Bu arada CHP Genel Başkanı Sn. Kılıçdaroğlu oraya hiç gitmedi. Acilen oraya gitmelidir. Mutlaka içeri girip duruşmaları izlemelidir. Oraya gitmelidir ki basının ilgisi olsun ve tüm dünya anlasın bu rezaleti.
İsterim ki KILIÇDAROĞLU gurup toplantısını bu sefer orada yapsın..
Son olarak şunu söylüyorum.
Oraya gidip izleyen her insan kendisine şunu sormalıdır. Ya ben de orada tutuklu olsaydım!
. Bir kaç saat te orada kaldık ve sonunda arkadaşlarımız serbest bırakılınca İP otobüsüyle Kadıköy’e döndük.
****
Şebnemi aradığımda Kadıköy’de evimdeydim. Saat gecenin 22 siydi. Telefonunu yeni telefonuma kayıt etmediğimden oradan arayamamıştım. Zaten telefonları girişte yetkililer aldıkları için arada telefon etmenize imkân yoktu Silivri’de. Şebnem otobüsü tutan bayan ile münakaşa ettiğini ama ne onu ne de diğerlerini bize haber verilmesi için ikna edemediğini, hatta onlarla birlikte neden döndüğü için kendisine kızdığını söyledi.
Söyledikleri çok üzücü idi. Efendim, onlar BALYOZ için gelmişler bizim ne işimiz varmış ERGENEKON da. Bunu söyleyen üstelik tutuklu bir subayın eşi imiş, vay canına!
Bu ne aymazlıktır ya? Hepsi bizim insanlarımız değil mi? Nasıl ayırım yapabiliriz?

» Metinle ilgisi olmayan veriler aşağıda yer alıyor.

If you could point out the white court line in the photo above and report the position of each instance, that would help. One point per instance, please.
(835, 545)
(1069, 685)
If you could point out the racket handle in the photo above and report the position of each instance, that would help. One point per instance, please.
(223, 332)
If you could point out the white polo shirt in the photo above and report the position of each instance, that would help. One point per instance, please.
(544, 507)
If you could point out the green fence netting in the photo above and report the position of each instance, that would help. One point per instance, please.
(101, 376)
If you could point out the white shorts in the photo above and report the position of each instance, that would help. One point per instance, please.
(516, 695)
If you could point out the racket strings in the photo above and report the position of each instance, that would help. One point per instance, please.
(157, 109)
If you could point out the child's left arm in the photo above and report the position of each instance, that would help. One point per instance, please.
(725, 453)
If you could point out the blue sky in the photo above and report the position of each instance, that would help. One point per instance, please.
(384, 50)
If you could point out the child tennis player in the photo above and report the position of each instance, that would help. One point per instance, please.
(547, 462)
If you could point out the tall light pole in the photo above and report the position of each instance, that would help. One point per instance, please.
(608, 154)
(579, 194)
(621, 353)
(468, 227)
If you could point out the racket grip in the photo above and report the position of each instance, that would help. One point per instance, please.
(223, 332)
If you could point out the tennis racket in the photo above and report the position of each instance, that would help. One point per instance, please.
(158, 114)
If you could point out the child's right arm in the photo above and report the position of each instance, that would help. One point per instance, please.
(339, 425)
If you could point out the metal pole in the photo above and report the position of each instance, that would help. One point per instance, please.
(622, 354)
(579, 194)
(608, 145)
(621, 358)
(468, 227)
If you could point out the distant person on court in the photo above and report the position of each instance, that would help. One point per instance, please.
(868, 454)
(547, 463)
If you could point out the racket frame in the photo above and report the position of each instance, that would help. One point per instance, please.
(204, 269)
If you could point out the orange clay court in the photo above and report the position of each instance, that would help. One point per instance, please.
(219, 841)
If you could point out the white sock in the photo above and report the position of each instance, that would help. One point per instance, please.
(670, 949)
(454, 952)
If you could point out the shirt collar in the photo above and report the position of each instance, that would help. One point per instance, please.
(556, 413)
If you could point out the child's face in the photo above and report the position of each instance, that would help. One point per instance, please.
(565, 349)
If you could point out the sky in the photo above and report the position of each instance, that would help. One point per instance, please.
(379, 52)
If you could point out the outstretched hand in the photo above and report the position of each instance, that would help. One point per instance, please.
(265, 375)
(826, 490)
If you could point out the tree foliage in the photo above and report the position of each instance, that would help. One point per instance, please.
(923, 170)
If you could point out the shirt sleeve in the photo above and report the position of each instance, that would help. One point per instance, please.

Düşünebiliyor musunuz? Bu nasıl bir anlayıştır? İşte maalesef içimizde tek tük böyle agresif insanlar oluyor ama istisnalar kaideyi bozmuyor asla. Bir kaç kişinin hatasını tüm subay hanımlarına mal edemeyiz. Yine ben sinirim geçince iyi düşünmeye çalıştım onun hakkında. Belki üzgün ve sinirliydi filan diye kendimi teselli ettim.
Bunca maceradan sonra yorgunluk filan hissetmedim açıkça. Zira Silivri’deki vatansever yoldaşları görmenin onları yalnız bırakmamanın mutluluğu tüm sıcağı, susuzluğu, yorgunluğu alıp götürmüştü bedenimden.